All of the AI headlines talk about billions of parameters, tens to hundreds of GPUs and massive cloud applications. Our talk will hopefully be a nice diversification to the massive models in the news. We hope to inspire people to think again about how AI can be applied and make it feel like it is within reach, without all these massive resources that appear to be required nowadays. Our talk will be a down to earth, practical showcase of how we integrated AI in our platform over the last few years. We would like to showcase how we train and deploy hundreds of small AI models per year, for buildings individually. More specifically, we will talk about all of the following points in detail:
- How we allow users to configure their own AI models in our web platform (a building management system).

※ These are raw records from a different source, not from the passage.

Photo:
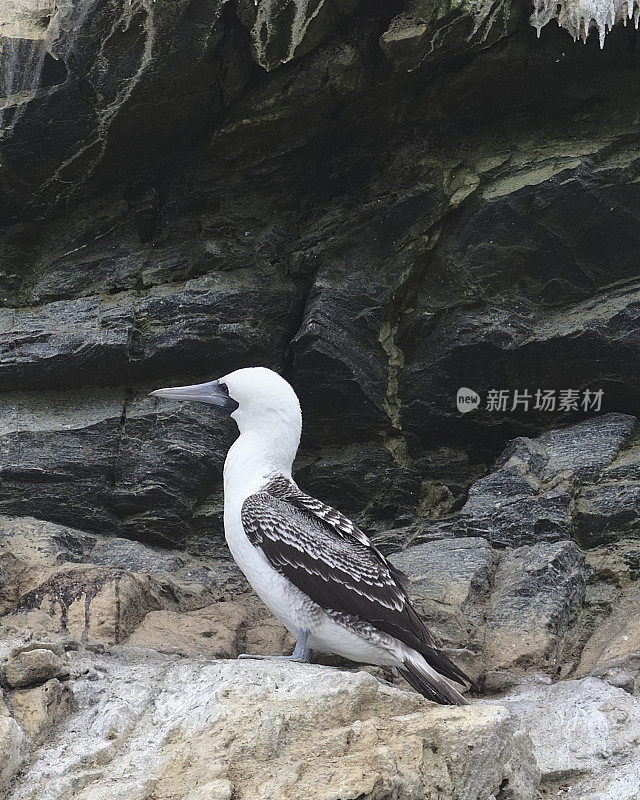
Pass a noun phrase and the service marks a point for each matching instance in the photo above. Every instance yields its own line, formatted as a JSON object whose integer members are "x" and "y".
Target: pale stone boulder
{"x": 32, "y": 667}
{"x": 169, "y": 728}
{"x": 40, "y": 709}
{"x": 586, "y": 737}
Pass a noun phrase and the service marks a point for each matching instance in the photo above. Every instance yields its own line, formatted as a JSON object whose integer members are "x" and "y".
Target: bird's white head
{"x": 263, "y": 405}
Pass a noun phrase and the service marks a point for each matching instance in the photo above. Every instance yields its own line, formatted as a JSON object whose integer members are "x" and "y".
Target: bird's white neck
{"x": 259, "y": 453}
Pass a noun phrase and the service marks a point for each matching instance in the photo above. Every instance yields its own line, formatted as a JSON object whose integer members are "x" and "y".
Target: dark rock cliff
{"x": 385, "y": 201}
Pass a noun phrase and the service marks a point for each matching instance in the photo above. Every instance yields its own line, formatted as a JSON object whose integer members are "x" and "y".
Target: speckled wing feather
{"x": 328, "y": 558}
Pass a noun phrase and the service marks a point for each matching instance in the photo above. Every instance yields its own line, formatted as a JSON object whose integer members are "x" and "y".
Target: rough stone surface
{"x": 91, "y": 603}
{"x": 292, "y": 719}
{"x": 38, "y": 711}
{"x": 448, "y": 580}
{"x": 540, "y": 488}
{"x": 385, "y": 201}
{"x": 32, "y": 667}
{"x": 12, "y": 747}
{"x": 613, "y": 650}
{"x": 576, "y": 728}
{"x": 537, "y": 593}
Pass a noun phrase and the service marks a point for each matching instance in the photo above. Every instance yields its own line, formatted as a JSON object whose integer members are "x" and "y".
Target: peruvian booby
{"x": 313, "y": 568}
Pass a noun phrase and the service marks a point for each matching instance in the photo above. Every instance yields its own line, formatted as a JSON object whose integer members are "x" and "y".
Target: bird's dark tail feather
{"x": 425, "y": 680}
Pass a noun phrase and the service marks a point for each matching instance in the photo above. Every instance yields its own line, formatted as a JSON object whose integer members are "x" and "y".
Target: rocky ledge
{"x": 119, "y": 675}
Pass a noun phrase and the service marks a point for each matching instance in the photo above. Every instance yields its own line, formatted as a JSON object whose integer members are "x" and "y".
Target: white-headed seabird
{"x": 311, "y": 566}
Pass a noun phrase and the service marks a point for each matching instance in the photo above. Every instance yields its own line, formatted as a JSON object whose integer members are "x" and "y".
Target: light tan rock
{"x": 92, "y": 603}
{"x": 211, "y": 631}
{"x": 32, "y": 667}
{"x": 221, "y": 630}
{"x": 172, "y": 728}
{"x": 40, "y": 709}
{"x": 12, "y": 749}
{"x": 585, "y": 737}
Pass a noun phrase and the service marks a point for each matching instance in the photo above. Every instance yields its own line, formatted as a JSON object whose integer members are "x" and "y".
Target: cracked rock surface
{"x": 385, "y": 201}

- How we have build our own training service that trains AI models based on these configurations in the cloud, and how we utilize GPU. This is build in Python with the standard packages torch, torch-lightning, sklearn, onnx, pandas, numpy. We will talk about which models we use and their size and costs to train them. – How we store our models and configuration, i.e. how does it technically look like with ONNX, blob storage, SQL and time series data.
- How we use the models on our edge devices. These are located in buildings locally, are based on a raspberry pi and hence have only CPU compute available. – How we use the models in background services. The models are used to make predictions about the building. These are periodic tasks.
How we use the models in the browser. We will talk about running ONNX in the browser. Finally we will talk about our philosophy about applying AI, how our end-to-end research to implementation process looks like, and how we plan to scale.
I am Bram de Wit, and I work as lead AI researcher and engineer. I build AI systems at ACS where we try to reduce the carbon footprint of buildings. I’d like to think that next to an AI engineer, I am also a good software engineer, and I love to geek out on the intersection between the two. Furthermore, I love pizza, python, vim, arch, the witcher and cycling.